メコンを渡ると、そこはもうタイではなく、ラオスなのである。ラオスに渡るには2006年までビザが必要だったが、ここは以前より、土産屋が並んでいるエリアを回るだけなら、20バーツ払うだけでビザなしで1日限りの上陸が許されていたのである。
いろいろな土産が並んでいるが、強烈なのがコブラ酒
ウイスキー瓶の中にコブラが、時にはサソリとセットで入れられている、滋養に効きそうな酒だ。一杯試飲させてもらったが、見た目ほどには強烈な味はしない。

ラオスの村落
対岸にはラオスの村落が
コブラ酒
コブラ酒

更に、高速ボートで上流に進む。
川が二手に分かれているところで、右側に進む。すると、赤茶色の屋根の大きな建物が見えてくる。
「ビルマのカジノだよ」
ボートの運転手が説明する。
ビルマのカジノ
ビルマのカジノ
――  そう。そこにはビルマ(ミャンマー)[※]の国土もあったのである。
上陸後にガイド嬢から聞いた話によれば、タイではカジノが禁止されているため、ここまで来てカジノを楽しむタイ人も少なくないという。

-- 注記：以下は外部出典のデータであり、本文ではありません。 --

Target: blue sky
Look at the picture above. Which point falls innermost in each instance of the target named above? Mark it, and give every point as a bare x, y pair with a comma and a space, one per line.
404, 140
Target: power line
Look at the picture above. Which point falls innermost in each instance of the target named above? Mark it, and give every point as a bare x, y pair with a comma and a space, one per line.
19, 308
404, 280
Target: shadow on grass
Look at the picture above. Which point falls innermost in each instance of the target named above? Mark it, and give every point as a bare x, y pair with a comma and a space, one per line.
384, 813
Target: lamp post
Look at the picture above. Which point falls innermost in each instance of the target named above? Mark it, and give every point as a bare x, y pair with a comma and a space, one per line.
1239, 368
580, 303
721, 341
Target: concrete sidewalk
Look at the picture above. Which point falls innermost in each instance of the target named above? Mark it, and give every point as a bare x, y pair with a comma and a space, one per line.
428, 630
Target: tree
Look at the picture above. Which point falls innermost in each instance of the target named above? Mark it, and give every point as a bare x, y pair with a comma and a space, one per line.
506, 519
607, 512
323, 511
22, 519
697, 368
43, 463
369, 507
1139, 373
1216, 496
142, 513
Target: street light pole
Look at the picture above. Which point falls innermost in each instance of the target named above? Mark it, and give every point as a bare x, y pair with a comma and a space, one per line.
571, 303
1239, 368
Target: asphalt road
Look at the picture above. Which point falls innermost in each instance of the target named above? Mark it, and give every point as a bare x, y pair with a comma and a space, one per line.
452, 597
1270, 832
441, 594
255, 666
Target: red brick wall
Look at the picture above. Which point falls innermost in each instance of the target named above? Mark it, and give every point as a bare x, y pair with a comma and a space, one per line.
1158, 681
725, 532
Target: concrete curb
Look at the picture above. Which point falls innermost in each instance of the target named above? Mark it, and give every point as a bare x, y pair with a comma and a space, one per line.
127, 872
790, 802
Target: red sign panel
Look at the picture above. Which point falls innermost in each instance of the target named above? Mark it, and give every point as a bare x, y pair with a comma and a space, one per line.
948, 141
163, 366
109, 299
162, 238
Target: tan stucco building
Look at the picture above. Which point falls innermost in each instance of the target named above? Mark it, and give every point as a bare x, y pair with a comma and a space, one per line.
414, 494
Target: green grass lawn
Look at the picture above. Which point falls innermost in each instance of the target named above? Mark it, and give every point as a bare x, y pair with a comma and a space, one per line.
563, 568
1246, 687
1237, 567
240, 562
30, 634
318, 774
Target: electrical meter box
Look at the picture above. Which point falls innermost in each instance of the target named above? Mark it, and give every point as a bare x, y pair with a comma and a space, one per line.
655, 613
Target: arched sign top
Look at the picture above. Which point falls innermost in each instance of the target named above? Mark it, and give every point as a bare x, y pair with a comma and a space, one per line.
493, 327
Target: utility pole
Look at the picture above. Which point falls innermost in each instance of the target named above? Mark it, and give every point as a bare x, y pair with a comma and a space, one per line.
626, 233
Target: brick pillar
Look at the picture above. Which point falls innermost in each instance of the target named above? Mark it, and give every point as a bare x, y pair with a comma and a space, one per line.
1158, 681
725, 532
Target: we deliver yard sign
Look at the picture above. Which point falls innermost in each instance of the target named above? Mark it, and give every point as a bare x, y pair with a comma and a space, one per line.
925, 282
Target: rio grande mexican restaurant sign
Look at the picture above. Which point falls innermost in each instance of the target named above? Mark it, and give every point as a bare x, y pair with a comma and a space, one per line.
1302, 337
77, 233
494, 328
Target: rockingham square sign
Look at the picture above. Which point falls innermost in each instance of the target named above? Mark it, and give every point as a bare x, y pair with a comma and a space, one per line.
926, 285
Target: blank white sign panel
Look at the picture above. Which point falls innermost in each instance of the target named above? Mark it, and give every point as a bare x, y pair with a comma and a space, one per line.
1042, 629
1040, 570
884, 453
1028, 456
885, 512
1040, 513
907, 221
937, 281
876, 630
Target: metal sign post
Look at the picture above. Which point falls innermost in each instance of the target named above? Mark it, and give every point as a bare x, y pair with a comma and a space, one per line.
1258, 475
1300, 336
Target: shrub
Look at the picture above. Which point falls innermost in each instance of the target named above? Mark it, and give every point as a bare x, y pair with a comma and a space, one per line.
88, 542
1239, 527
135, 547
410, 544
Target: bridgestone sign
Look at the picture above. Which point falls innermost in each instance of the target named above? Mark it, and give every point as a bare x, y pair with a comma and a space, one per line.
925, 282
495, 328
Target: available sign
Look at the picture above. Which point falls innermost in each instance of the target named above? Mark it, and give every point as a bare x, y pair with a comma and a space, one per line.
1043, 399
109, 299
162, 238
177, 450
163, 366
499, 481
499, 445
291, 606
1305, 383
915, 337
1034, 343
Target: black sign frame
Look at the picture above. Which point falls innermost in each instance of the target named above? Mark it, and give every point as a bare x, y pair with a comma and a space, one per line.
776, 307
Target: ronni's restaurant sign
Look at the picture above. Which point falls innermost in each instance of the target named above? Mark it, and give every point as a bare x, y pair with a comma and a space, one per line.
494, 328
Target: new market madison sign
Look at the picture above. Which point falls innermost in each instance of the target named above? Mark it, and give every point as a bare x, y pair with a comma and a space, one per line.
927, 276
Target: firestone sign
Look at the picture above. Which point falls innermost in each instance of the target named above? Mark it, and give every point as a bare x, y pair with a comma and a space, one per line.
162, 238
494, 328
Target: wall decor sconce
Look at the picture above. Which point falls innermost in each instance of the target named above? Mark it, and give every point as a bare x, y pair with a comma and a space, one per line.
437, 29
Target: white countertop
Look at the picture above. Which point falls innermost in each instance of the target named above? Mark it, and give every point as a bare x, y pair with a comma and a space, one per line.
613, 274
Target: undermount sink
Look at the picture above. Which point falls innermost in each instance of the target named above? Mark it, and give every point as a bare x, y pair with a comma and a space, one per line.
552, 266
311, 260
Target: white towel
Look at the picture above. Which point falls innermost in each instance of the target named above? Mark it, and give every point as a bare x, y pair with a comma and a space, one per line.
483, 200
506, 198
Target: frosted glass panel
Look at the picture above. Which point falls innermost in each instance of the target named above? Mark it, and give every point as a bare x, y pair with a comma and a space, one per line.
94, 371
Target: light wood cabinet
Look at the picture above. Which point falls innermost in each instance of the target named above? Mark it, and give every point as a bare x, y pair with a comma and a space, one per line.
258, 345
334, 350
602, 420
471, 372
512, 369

高速ボートでのミニクルーズを終え、タイ側の川岸に上がる。
足元にはタイの国土、川の向こうの右手にはラオスの国土、左手にはビルマの国土…。
ここでは、メコン川を境に3つの国土を一度に見ることができるのである。
ゴールデン・トライアングル
ゴールデン・トライアングル。
手前がタイ、対岸右側がラオス、左側がビルマ

ここで一休みし、昼食をとる。料金はツアー料金に含まれていて、ビュッフェ方式なのをいいことに、ここぞとばかりに大食いする。
食後、煙草を吸っていたシンガポール人(華人)の若者とそのガールフレンドと話をする。
「シンガポールでは煙草高くない?」
「高すぎるよ!」
といった具合に、物価談義に花が咲く。
「シンガポールは物価が高いよね。でも僕は、シンガポールで10S$の安宿に泊まったよ」
と言うと、2人とも「そんな安いところあるの?」と目を丸くして驚いていた。
「今回の旅の予算は?」
と聞かれたので、「月10万円ぐらいかな?」と答えると、
「自分たちが日本を旅行しようと思ったら週10万円かかりますよ」
とのこと。貧乏旅行者にとっては旅をしにくい国で、誠に申し訳ない。

[※]筆者は抑圧的軍事政権によって変更された「ミャンマー」の国名を認めない立場にある。
タイの人々は、そんな意識の有無は定かではないが、今でも日常的に「ビルマ」の呼称を使用している。